= Kamtapur Progressive Party =

Kamtapur Progressive Party (now merged with Kamtapur People's Party) was a political party in northern West Bengal, India. Atul Roy was the president of the party. The party was formed after a split from the Kamtapur People's Party, ahead of the 2006 West Bengal Legislative Assembly election. The party demanded the formation of a Kamtapur state. KPP was a part of the National Democratic Alliance.

==Statehood issue==
On the issue of the formation of a Kamtapur state, the Kamtapur Progressive Party and the Kamtapur People's Party had similar positions. The relation between the two parties was not very good however, as both blamed each other for the split in Kamtapur People's Party. Also, they diverged on the issue of support to Gorkha Janmukti Morcha (GJM). The Kamtapur Progressive Party was supportive of the GJM, whilst the Kamtapur People's Party opposed it. The Kamtapur People's Party rejected including lands they considered as belonging to Kamtapuris to be included in a Gorkhaland state. The Kamtapur Progressive Party on the other hand was less vocal on the exact delimitations between prospective Gorkhaland and Kamtapur states. The GJM and Kamtapur Progressive Party were cooperating with the Greater Cooch Behar Democratic Party, which was spearheading the campaign for a 'Greater Cooch Behar' state.

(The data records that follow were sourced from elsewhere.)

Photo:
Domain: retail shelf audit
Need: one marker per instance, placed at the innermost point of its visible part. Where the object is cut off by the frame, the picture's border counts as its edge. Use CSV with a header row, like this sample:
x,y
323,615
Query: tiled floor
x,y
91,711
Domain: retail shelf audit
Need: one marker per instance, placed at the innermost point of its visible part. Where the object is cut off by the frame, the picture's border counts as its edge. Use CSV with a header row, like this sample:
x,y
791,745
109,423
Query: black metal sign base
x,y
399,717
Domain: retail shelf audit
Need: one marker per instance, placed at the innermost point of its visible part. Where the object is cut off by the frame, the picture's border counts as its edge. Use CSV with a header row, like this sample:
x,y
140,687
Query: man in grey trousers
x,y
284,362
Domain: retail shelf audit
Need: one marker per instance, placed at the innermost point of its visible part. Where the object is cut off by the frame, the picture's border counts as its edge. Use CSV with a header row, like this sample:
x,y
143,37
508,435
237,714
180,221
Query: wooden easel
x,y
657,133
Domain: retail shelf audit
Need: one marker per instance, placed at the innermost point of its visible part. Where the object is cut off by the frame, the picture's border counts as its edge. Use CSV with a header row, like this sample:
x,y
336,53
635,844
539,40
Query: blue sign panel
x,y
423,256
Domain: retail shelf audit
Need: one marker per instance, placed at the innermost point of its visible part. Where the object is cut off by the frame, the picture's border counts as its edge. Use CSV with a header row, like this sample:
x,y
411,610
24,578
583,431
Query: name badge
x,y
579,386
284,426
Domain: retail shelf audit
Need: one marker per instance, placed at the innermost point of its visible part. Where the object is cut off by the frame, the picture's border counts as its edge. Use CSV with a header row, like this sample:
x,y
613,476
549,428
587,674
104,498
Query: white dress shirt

The Kamtapur Progressive Party also campaigned for constitutional recognition for the Kamtapuri language.

==2009 election==
In mid-April 2009, ahead of the Lok Sabha election, Kamtapur Progressive Party announced that it would support the Bharatiya Janata Party candidate Jaswant Singh in the Darjeeling constituency. The announcement was made after the BJP had pledged support for the central KPP demand of forming a 'Kamtapur state' out of the northern districts of West Bengal. Subsequently, the Nationalist Congress Party candidate in Darjeeling (who had been supported by the KPP), Shanta Kumar Singha, withdrew his candidature.

==Merger with Kamtapur People's Party==
In October 2010, Atul Roy and Nikhil Roy (the then president of Kamtapur People's Party) decided to bury the hatchet and Atul merged his party with Kamtapur People's Party. There is only one Kamtapur People's Party today and Kamtapur Progressive Party ceased to exist. Atul Roy is the president of the party and Nikhil Roy is the general secretary.